North Korea launches short-range rockets into sea
North Korea fired 25 short-range rockets into the sea off its east coast on Sunday, in an apparent continuation of protests against ongoing US-South Korean military drills, South Korean officials said.
Such short-range rocket tests are usually considered routine, as opposed to North Korean long-range rocket or nuclear tests, which are internationally condemned as provocations.
North Korea has conducted a string of similar short-range launches in recent weeks that have coincided with the annual military drills by allies Washington and Seoul. North Korea says the exercises are preparation for an invasion by the US and South Korea.

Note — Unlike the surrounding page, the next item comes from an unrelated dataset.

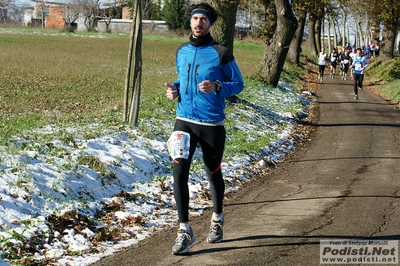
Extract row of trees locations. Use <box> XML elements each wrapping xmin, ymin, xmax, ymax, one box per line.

The allies say their drills, which last year prompted North Korean threats of nuclear war against the South and the United States, are routine and defensive in nature. Outside analysts say the North is taking a softer stance toward the US-South Korean military drills this year because it wants better ties with the outside world to revive its struggling economy.
North Korea's tirade of war rhetoric against Washington and Seoul last autumn followed international condemnation of its third nuclear test, in February last year.
On Sunday, North Korea launched 25 rockets with a range of about 70 kilometers and they landed in international waters off the North's east coast, according to South Korea's Defense Ministry.
An investigation on their trajectory showed the rockets are believed to be unguided, old Soviet-developed FROG rockets that North Korea has had since the 1960s, ministry spokesman Kim Min-seok said. Kim called the rocket launches an ''armed protest'' against the South Korean-US drills, adding that South Korea was watching for possible additional launches.
In Washington, State Department spokeswoman Jen Psaki urged North Korea to refrain from provocative actions that aggravate tensions. Earlier this month, Seoul said a North Korean artillery launch happened minutes before a Chinese commercial plane reportedly carrying 202 people flew in the same area.
The Korean Peninsula remains officially at war because the Korean War ended with an armistice, not a peace treaty.